Margarethe hat leider die unselige Neigung, alle ihr abtrünnigen Männer bis zuletzt entschuldigen zu wollen (Michael hat eben "eine Unrast eher geistiger Natur") anstatt sich selber deutlicher zu sehen und zu hören, ihre Sprache der Romanhefte, ihre endlosen Sorgen, immer eine halbe Seite lang, mit der richtigen Wäsche, "den BH, vorne aufzuknöpfen", die Konfektionskleider, in denen sie sich in Szene setzt, "der weite glockige Rock gab meinem Schritt Schwung und Sicherheit", und ihre kitschige Inszenierung des Vorher und Nachher in den Hotelzimmern; sonst gehört sie noch zur wilhelminischen Schule des Und-dann-vergingen-mir-die-Sinne. Die Autorin selbst kann ihre Art nicht immer ertragen und schlägt eine genauere Tonart an, wenn es um die Gewohnheiten des Gatten geht, der ihr zum ersten Mal in die Bluse griff, "genauso vorsichtig tastend, wie er nach der Serviette gegriffen hatte beim Abendessen zuvor". Ich wünschte mir mehr von dieser zynischen Präzision, wie zum Beispiel die wunderbaren Seiten des Banalitäten-Katalogs (fast Dada), in welchem sich in "Sätzen wie in Ruderschlägen" das Familienleben konstituiert, "oder Sind die Eier noch frisch? oder Ich lese noch ein bisschen, oder Dieser Liegestuhl ist eine Gabe Gottes! oder So jung kommen wir nicht mehr zusammen" und so weiter.

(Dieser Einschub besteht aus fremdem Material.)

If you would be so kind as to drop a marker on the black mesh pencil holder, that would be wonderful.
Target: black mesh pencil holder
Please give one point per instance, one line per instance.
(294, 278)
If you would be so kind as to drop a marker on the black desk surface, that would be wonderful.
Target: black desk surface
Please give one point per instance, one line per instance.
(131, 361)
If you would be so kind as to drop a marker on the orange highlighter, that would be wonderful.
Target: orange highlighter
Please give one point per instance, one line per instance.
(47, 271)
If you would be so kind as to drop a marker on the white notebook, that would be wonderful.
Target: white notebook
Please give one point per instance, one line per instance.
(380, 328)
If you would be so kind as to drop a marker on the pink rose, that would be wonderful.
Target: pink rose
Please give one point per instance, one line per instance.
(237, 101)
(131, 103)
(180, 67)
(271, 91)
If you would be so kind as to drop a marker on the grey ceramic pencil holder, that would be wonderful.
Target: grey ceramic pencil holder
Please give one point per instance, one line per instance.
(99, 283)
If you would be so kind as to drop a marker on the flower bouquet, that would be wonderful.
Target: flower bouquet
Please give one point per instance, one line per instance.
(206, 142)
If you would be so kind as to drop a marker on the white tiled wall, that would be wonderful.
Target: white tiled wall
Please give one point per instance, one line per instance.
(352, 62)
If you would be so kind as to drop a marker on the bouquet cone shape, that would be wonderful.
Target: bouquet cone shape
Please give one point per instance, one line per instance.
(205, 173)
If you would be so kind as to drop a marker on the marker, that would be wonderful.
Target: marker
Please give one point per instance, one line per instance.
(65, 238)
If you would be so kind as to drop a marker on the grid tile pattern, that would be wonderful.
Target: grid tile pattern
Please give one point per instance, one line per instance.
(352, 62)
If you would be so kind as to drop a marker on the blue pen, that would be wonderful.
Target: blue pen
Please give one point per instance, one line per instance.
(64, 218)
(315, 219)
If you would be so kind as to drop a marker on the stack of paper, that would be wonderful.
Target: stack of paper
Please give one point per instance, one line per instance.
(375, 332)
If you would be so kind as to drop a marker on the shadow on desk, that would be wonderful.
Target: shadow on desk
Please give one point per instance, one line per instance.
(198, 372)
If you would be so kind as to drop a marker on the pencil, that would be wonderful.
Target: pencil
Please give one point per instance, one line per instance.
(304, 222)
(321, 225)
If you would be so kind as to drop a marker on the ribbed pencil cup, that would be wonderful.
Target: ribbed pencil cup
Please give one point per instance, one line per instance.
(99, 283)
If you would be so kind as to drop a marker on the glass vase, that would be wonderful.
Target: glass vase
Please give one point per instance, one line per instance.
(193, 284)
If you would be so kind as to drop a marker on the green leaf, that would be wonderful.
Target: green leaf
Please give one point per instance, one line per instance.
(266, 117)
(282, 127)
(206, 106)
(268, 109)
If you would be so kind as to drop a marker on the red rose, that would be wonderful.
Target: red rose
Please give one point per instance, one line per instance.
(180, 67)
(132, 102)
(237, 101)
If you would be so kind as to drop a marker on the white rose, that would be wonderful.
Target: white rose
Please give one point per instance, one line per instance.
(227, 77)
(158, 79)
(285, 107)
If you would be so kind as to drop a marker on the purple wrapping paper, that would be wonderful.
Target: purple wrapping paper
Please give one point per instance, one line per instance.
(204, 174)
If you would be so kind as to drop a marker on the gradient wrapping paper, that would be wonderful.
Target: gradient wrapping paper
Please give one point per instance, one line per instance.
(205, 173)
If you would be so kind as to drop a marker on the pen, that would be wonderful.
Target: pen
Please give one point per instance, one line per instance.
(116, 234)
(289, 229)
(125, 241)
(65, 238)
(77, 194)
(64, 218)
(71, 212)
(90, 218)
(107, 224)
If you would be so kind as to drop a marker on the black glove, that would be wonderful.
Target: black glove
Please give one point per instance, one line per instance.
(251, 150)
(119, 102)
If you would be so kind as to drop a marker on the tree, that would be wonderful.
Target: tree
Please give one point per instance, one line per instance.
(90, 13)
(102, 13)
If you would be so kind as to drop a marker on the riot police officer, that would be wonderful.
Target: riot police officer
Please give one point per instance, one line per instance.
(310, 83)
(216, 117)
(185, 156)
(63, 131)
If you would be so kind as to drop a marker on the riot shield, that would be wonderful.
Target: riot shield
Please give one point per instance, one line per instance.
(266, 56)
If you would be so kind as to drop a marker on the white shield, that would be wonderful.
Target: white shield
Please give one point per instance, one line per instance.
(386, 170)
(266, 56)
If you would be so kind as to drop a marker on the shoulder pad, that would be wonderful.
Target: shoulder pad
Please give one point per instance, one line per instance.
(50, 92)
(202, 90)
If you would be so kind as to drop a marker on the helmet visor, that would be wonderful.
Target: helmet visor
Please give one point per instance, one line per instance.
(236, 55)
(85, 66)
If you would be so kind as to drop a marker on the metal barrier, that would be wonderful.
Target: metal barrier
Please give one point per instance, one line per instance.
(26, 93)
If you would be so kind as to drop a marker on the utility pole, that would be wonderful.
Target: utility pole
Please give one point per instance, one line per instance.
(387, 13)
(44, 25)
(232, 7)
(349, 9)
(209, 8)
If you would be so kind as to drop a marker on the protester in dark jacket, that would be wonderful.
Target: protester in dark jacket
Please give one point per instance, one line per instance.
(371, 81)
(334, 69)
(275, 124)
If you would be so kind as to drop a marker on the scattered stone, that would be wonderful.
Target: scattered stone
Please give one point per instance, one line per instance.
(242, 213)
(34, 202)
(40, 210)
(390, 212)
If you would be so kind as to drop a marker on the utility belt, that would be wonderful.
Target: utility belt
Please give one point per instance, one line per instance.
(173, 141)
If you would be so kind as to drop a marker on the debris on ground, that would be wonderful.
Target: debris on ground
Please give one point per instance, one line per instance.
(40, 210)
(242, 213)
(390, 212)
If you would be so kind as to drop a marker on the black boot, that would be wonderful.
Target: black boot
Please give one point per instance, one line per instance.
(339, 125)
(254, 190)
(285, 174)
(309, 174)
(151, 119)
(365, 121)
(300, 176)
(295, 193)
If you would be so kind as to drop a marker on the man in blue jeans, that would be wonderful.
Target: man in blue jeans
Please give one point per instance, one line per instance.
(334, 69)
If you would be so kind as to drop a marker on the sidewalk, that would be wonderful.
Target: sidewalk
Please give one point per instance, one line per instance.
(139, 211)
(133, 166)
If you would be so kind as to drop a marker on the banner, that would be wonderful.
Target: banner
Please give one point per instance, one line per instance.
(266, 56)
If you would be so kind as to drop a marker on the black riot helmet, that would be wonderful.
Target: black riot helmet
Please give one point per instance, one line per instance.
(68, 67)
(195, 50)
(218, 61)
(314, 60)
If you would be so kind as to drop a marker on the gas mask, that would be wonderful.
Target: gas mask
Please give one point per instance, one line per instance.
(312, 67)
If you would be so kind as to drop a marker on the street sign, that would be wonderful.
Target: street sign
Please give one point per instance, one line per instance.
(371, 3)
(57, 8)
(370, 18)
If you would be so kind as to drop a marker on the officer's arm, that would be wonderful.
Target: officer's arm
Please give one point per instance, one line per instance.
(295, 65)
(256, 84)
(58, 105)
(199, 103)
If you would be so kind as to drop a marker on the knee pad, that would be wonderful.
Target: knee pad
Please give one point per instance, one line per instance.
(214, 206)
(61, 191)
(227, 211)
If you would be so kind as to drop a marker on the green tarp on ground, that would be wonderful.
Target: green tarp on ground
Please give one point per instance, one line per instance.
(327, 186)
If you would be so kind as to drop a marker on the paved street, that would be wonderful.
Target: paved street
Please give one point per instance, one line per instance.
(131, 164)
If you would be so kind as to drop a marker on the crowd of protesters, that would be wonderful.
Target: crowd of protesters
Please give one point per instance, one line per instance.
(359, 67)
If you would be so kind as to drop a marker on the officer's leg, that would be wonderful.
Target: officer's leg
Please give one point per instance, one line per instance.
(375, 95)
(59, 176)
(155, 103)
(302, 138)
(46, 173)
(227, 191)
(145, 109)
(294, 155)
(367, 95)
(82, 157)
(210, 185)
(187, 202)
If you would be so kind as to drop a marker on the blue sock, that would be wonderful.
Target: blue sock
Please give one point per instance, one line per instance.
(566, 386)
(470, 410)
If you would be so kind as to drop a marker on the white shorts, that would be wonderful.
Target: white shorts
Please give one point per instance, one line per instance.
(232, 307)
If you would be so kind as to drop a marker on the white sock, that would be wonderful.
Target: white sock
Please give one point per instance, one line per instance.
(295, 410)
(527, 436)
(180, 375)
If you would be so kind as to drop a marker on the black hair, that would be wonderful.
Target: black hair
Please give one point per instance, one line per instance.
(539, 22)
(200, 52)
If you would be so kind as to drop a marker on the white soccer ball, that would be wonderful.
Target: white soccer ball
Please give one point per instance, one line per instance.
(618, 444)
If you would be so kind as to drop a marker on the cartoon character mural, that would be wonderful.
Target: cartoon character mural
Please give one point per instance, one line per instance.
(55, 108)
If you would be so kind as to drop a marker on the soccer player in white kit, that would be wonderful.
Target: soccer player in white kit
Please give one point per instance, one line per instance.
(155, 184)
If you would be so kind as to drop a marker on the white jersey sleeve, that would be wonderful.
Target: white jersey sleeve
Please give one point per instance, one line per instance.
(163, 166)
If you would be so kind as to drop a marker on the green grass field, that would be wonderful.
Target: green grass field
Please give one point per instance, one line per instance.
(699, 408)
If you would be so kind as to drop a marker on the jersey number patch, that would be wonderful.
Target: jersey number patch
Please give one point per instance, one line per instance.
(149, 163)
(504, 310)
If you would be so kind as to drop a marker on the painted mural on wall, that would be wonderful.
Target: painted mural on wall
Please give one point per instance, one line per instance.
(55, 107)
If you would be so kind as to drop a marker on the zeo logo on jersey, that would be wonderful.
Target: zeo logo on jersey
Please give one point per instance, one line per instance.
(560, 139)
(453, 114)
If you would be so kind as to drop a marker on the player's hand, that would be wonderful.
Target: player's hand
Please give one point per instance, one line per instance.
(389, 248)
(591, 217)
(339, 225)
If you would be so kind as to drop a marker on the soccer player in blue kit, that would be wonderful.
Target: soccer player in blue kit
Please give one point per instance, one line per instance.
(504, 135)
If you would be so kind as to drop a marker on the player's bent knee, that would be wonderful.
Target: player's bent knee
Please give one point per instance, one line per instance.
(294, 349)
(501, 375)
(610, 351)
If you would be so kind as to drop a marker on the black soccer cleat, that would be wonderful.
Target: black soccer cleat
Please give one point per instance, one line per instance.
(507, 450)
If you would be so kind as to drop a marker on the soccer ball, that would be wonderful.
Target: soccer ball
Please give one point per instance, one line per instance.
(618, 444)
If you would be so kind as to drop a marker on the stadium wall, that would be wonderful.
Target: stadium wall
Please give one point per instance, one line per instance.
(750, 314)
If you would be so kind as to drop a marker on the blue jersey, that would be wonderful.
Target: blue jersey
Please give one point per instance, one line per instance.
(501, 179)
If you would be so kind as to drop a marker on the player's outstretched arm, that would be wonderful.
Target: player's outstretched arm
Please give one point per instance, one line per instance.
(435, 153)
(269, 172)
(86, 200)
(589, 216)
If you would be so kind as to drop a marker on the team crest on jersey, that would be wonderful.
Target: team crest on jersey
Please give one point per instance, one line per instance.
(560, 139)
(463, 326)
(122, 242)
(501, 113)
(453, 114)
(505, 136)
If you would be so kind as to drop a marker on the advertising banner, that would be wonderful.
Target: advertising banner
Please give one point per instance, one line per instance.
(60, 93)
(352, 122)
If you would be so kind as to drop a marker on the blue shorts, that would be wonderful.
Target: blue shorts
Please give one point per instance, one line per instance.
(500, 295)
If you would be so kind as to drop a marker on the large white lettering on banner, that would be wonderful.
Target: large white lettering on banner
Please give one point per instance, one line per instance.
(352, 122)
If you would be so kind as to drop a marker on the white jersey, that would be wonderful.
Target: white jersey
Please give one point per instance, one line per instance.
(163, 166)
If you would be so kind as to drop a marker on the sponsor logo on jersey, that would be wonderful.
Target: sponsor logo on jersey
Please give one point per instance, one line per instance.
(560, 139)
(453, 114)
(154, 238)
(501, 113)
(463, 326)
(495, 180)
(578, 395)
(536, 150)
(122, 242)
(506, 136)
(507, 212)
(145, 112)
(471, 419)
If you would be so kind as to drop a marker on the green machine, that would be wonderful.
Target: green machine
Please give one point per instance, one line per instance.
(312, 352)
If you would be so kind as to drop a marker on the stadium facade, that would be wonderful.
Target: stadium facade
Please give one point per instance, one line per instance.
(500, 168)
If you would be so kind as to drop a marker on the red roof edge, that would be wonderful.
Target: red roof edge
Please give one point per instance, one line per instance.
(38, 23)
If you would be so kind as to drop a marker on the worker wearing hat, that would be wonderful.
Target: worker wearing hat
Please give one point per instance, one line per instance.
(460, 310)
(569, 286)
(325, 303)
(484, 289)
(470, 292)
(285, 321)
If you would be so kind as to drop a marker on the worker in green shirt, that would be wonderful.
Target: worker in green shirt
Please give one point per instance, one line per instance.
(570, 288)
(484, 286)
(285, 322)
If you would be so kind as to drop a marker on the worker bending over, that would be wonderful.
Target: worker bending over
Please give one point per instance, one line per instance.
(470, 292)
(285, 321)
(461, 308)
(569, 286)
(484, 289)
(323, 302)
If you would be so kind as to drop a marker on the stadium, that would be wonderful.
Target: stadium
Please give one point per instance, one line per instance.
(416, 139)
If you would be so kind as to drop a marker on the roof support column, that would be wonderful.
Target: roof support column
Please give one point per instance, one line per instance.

Elke Schmitter bringt es sogar über sich, uns die literarischen Vergnügungen der intelligenten Intertextualität zu gewähren, indem sie, ohne Rücksicht auf die nichtsahnende Margarethe, die zwar "Effi Briest" gelesen hat, aber nicht Flaubert, eine berühmte Szene aus Madame Bovary parodiert. Die ratternde Liebesfahrt in der Kutsche, herabgelassene Vorhänge, und der Mann, der sich unter Madame Bovarys aufgeschlagenen Röcken in ihren Körper drängt. Michael und Margarethe sind ähnlich beisammen, aber die Kutsche ist längst, das ist der Lauf der Welt, zu einem stationären Ausstellungsstück in einem Freilichtmuseum herabgesunken.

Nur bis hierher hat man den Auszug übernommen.